Intensification of Heat Transfer Processes in the Low Temperature Short Heat Pipes with Laval Nozzle Formed Vapour Channel

Abstract

The results of flow studies of moist vapour in Laval-liked vapour channels of short linear heat pipes (HPs) are presented. The increase in heat transfer coefficient of short linear HPs, intended for creation the cooling systems of heat-stressed designs of spacecraft is carried out by making the HPs vapour channel forms of the Laval-liked nozzle. Comparison of the heat transfer coefficients of short HPs with the standard cylindrical vapour channel and the channel, made in the Laval nozzle form with the equality of all dimensions, flat evaporator shows that the HPs with the Laval-liked nozzle vapour channel exceeds the heat transfer characteristics of the standard HPs with a cylindrical vapour channel under high thermal loads.
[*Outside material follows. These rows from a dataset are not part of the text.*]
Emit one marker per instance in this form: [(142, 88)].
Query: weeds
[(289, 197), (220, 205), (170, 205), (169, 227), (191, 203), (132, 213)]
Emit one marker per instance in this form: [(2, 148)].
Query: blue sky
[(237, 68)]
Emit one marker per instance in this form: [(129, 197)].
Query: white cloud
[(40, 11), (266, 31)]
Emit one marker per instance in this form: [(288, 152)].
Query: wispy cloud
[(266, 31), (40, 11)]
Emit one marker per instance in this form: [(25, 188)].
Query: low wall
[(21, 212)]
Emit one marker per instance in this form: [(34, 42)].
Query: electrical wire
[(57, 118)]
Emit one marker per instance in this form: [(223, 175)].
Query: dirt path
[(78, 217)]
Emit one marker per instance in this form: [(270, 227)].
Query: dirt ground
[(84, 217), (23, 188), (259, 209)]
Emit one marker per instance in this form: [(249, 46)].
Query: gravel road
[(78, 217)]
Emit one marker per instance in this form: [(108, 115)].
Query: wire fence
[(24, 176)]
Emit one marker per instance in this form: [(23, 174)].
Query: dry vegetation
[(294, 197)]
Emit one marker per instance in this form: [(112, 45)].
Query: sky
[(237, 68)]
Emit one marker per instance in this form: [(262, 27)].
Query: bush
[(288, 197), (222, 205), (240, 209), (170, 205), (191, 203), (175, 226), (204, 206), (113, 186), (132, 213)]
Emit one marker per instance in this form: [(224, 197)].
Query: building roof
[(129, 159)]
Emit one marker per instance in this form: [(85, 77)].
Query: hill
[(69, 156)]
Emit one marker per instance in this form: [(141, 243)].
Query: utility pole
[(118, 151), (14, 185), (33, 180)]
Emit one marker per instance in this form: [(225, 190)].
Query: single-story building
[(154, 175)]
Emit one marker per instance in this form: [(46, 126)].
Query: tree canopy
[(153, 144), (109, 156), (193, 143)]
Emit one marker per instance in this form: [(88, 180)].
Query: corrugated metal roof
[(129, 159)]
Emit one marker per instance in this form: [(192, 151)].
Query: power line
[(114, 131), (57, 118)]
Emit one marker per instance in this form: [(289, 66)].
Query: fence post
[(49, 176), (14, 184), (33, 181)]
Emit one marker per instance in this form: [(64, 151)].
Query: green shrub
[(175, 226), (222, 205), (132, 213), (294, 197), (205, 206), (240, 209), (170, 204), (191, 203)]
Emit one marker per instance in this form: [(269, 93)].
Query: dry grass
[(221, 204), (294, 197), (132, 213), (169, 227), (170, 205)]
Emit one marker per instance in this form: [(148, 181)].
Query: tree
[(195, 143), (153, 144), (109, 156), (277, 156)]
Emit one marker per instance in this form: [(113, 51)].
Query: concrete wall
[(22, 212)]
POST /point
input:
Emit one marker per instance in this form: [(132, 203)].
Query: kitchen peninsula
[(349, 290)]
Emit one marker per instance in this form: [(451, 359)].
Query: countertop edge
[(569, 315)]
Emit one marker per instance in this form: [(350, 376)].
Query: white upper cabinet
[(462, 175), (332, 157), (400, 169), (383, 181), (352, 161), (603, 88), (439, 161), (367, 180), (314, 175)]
The study of the flow and condensation in such shaped vapour channels of the short HPs at high thermal loads gives an opportunity to analyze in detail the advantages of using such HPs. Capacitive sensors are additionally installed in cooled top covers of the HPs, and electromagnetic pulses with a frequency of 100 kHz were supplied to them from the external generator. At heating the HPs evaporator, starting from a certain thermal power threshold value, electromagnetic pulses became modulated. It is related with the formations of the boiling process in the capillary-porous evaporator and large amount of vapour over it and its discontinuous distribution. An analytical and numerical evaluation are applied to study the duration of the occurring pulsations, and the analytical results are compared with numerical and experimentally obtained values of the pulsations periods.